Yesterday, Eckert suggested that, while early days, Walmart Pay may be well on its way. Walmart Pay transactions have increased 45 percent in the past week – a function, no doubt of the fact that Walmart launched in a slew of new states in the past few weeks alone.
But what that stat suggests, is that consumers seem interested in giving Walmart Pay a try – because they know they can. If they have the Walmart.com app, they have Walmart Pay. And if they are in any one of the 4,600 Walmart stores, they can give it a try. Uncertainty eliminated through ubiquity, a struggle that we have seen other mobile wallets with longer tenure in the physical world struggle to achieve.
Eckert went on to say that Walmart Pay transactions come from “repeat users” – an important measure of usage. Eighty-eight percent, he said, of Walmart Pay transactions come from those who have already used it at least once.
Eckert also suggested that consumers have become Walmart Pay brand evangelists, with 82 percent of customers (Walmart didn’t specify which type of customers) recommending it. Seventy-five percent of customers have given Walmart Pay a five-star rating in the Walmart app.
“There is something very powerful about the ease and simplicity of Walmart Pay,” Eckert said. “What’s even more powerful though, is what this means for our customers. We want to make every day easier for busy families. We’re connecting all the parts of Walmart into one seamless shopping experience with great stores, easy pickup, fast delivery, frictionless checkout and apps and websites that are simple to use.”

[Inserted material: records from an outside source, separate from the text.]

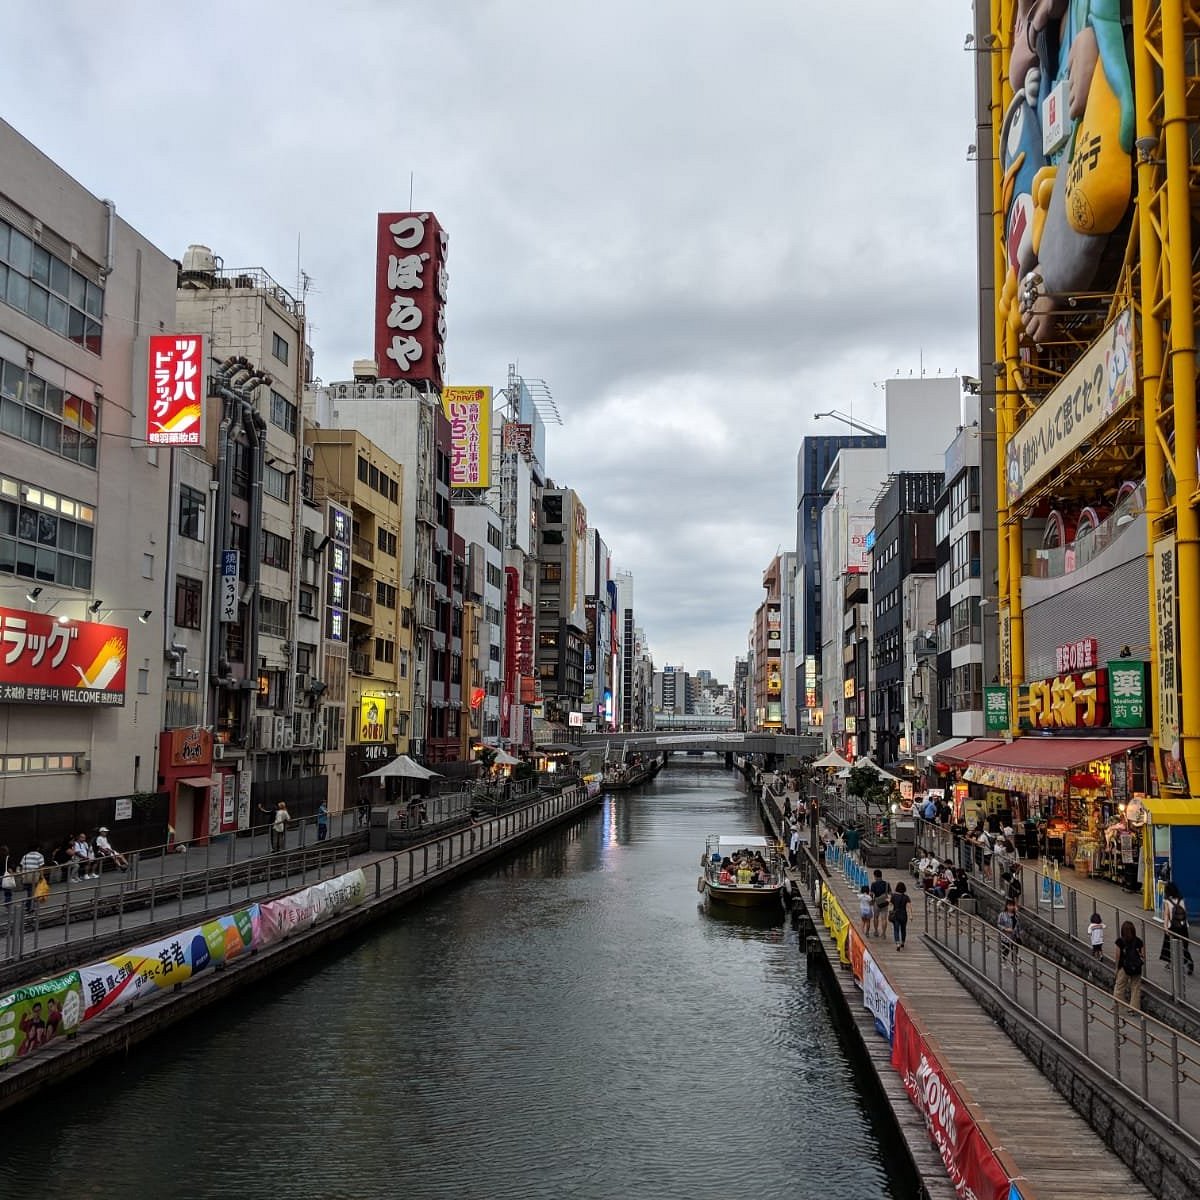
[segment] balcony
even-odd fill
[[[437,610],[432,604],[429,604],[424,600],[418,600],[416,604],[413,605],[413,611],[416,613],[417,624],[422,629],[437,628]]]
[[[1027,550],[1023,574],[1034,579],[1061,579],[1099,558],[1122,534],[1134,531],[1139,536],[1129,543],[1138,553],[1145,550],[1146,488],[1141,485],[1126,495],[1104,520],[1095,521],[1094,509],[1085,509],[1091,519],[1080,520],[1079,530],[1068,546]],[[1100,510],[1103,512],[1103,509]],[[1122,559],[1127,556],[1120,556]]]
[[[369,654],[355,653],[350,655],[351,675],[370,675],[372,673],[373,664]]]
[[[360,617],[370,617],[375,611],[375,603],[366,592],[351,592],[350,611]]]
[[[433,507],[433,497],[428,492],[417,495],[417,520],[424,525],[437,525],[437,512]]]
[[[422,583],[436,583],[437,571],[433,565],[432,554],[418,554],[415,563],[415,572],[417,579]]]
[[[351,547],[356,558],[366,559],[367,562],[375,561],[375,544],[363,537],[356,537],[351,542]]]

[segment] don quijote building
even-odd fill
[[[172,451],[148,353],[176,267],[2,121],[0,162],[0,842],[104,824],[133,845],[166,816]]]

Walmart Pay’s value was engineered to go beyond checkout to include the organization of multiple tender types, unused gift cards and Savings Catcher balances – which can be applied to the amount due at checkout. Walmart Pay works with an iOS or Android device or on any phone that can download the Walmart app.
While Walmart’s execs were non-committal yesterday on integrating other wallets, it wasn’t shut down entirely. As Eckert affirmed from the beginning, Walmart Pay “was built with flexibility in mind,” and he said that discussions with several third-party wallets are underway.
Walmart Pay’s Evolution
The concept of the in-app mobile payments option that allows consumers to pay at Walmart’s physical terminals was first revealed in December 2015 and piloted in Kansas, Arkansas and Missouri in May before officially going live in June. Since then, the service has rapidly expanded all across the country.
As Eckert pointed out when the service first launched, that “scan-as-you-go” tech is designed to make lines move faster and save time for customers for something that causes a lot of in-store friction: checkout. The QR code used in enabling the checkout process is not used to process the payment, but rather to authenticate the consumer to the app. Walmart Pay does not keep any card data on the user’s phone since transactions are processed as online transactions via the Walmart.com app.
Eckert remains emphatic that Walmart Pay is about improving “checkout,” not just payment — getting rid of the friction that unfortunately plaques checkout, even with a physical card.
“Walmart Pay is just the beginning,” Eckert said yesterday, hinting that there may be bigger things in store for the mobile payments service. “We’re building deeper relationships with our customers across our ecosystem and are looking forward to delivering new tools like Walmart Pay that allow them to use the Walmart app as their remote control for a faster, more convenient shopping experience.”